Kisah Peminum Arak

Padang pasir membentang luas. Sejauh mata memandang yang nampak hanyalah warna kecoklatan. Burung-burung terbang begitu rendah, menambah kemasyukan siang itu. Khalifah Umar berjalan dengan putra sulungnya, Abdullah, Dari kejauhan mereka melihat seorang laki-laki – Peminum Arak – yang berjalan cepat ke arah mereka berdua.

Khalifah Umar mengamati laki-laki yang tengah mendekati mereka seraya berkata, “Kelihatannya laki-laki ini ingin bertemu kita.”

Khalifah Umar menderumkan unta tunggangannya. Laki dia turun dan berjalan menuju laki-laki itu. Melihat orang yang dia cari mendekati dirinya, sang laki-laki segera berlari sekencangnya menuju Khalifah Umar. Akhirnya dia dapat bertemu dengan Khalifah Umar, Karena tak sanggup menahan perasaan, akhirnya dia menangis di hadapan Khalifah Umar.

Hati Khalifah Umar tak mampu menyembunyikan kesedihan­nya, Duka yang dialami sang laki-laki begitu dalam hingga mampu membuat air mata Khalifah Umar mengalir dengan deras.
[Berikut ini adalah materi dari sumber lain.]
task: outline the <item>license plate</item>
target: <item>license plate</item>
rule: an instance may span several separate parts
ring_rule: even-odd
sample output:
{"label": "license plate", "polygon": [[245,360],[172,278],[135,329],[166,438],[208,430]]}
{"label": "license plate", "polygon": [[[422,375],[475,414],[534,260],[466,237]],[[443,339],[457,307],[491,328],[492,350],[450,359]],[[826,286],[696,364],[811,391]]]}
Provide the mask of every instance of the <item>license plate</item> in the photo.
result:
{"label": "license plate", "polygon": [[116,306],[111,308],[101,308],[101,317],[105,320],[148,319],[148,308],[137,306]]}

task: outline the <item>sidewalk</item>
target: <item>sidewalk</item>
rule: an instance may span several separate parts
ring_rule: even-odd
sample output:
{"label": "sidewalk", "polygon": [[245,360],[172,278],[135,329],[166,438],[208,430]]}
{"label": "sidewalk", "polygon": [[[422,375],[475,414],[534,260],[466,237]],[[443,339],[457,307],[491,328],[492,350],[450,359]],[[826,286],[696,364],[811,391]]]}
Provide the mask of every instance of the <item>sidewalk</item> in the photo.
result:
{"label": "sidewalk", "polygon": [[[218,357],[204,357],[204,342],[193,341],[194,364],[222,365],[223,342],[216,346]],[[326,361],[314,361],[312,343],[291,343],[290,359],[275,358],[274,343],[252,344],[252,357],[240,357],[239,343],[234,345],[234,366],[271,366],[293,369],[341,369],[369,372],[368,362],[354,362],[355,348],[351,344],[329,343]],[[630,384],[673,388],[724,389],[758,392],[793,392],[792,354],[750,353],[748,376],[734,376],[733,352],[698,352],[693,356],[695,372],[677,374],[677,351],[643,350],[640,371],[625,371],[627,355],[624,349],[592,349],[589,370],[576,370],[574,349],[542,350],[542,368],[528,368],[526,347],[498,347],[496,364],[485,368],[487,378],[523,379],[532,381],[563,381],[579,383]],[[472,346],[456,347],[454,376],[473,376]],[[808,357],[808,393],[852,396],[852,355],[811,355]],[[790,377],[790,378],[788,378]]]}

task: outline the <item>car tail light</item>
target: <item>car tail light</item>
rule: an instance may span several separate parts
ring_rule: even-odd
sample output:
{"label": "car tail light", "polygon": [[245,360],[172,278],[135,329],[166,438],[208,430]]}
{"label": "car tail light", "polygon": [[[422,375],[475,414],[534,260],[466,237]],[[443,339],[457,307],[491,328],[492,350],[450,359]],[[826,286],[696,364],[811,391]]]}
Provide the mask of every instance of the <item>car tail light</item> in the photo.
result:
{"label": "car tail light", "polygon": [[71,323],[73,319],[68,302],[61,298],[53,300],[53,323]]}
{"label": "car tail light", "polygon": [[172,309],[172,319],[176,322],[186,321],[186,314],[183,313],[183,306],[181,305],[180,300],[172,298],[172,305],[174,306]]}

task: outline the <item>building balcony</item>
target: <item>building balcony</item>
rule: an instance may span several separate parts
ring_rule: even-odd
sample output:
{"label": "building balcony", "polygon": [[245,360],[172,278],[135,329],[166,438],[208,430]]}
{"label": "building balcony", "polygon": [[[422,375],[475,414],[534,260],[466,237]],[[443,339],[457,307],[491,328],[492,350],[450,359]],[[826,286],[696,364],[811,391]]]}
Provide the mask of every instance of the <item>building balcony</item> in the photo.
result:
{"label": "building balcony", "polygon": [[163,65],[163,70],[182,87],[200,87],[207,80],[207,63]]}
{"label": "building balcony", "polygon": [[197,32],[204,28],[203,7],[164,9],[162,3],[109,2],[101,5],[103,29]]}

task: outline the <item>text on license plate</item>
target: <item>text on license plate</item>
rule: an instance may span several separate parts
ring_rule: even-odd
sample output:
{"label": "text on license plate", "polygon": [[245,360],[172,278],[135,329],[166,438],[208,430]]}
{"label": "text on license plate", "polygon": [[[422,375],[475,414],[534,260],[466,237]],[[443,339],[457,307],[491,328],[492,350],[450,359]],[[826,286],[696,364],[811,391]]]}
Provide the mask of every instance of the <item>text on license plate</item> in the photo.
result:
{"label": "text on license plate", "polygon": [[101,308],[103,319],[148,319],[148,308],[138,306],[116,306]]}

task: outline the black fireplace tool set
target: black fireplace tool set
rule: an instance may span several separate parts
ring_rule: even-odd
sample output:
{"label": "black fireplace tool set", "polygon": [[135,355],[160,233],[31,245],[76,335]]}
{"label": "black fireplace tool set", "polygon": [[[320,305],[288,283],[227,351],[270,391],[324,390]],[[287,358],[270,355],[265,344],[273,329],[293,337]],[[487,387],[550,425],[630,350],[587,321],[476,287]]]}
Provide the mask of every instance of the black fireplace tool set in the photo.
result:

Dengan sesengukan Khalifah Umar mulai bertanya kepada sang laki-laki, “Ada apa denganmu?”

Sang laki-laki mencoba tenang, dia tidak mau membuat Khalifah Umar juga menangis. Dia mengusap dan membersihkan kedua matanya. Lalu, dia mulai bercerita, “Wahai Amirul Mukminin, kemarin saya meminum arak. Lalu, Abu Musa Al Asy'ari memukulku hingga wajahku menghitam.

Kemudian dia mengarakku. Dan dia melarang orang-orang untuk bergaul denganku. Saya sangat ingin menghunus pedangku dan memukulkan pedang itu kepadanya atau saya mendatangi Anda sehingga Anda memindahkan saya ke suatu daerah yang tidak diketahui atau saya pergi ke Negara kafir.”

Mendengar penuturan sang laki-laki, Khalifah Umar menangis lagi dan berkata, “Sesungguhnya aku -dulu- termasuk peminum arak, sungguh saat jahiliyah orang-orang juga peminum arak.”

Lantas Khalifah Umar menulis surat kepada Abu Musa Al- Asy’ari.

Sesungguhnya seorang laki-laki datang menemuiku lalu dia bercerita ini dan ini, Apabila suratku telah sampai ke tanganmu maka perintahkan orang-orang agar duduk dan bergaul dengannya. Kemudian apabila dia taubat maka terimalah persaksiannya.

Wassalam

Setelah menulis surat itu, Khalifah Umar memberi sang laki-laki pakaian dan uang 200 dirham. Setelah itu, Khalifah Umar menyuruh salah seorang utusan untuk segera mengirimkan surat itu kepada Abu Musa Al-Asy’ari.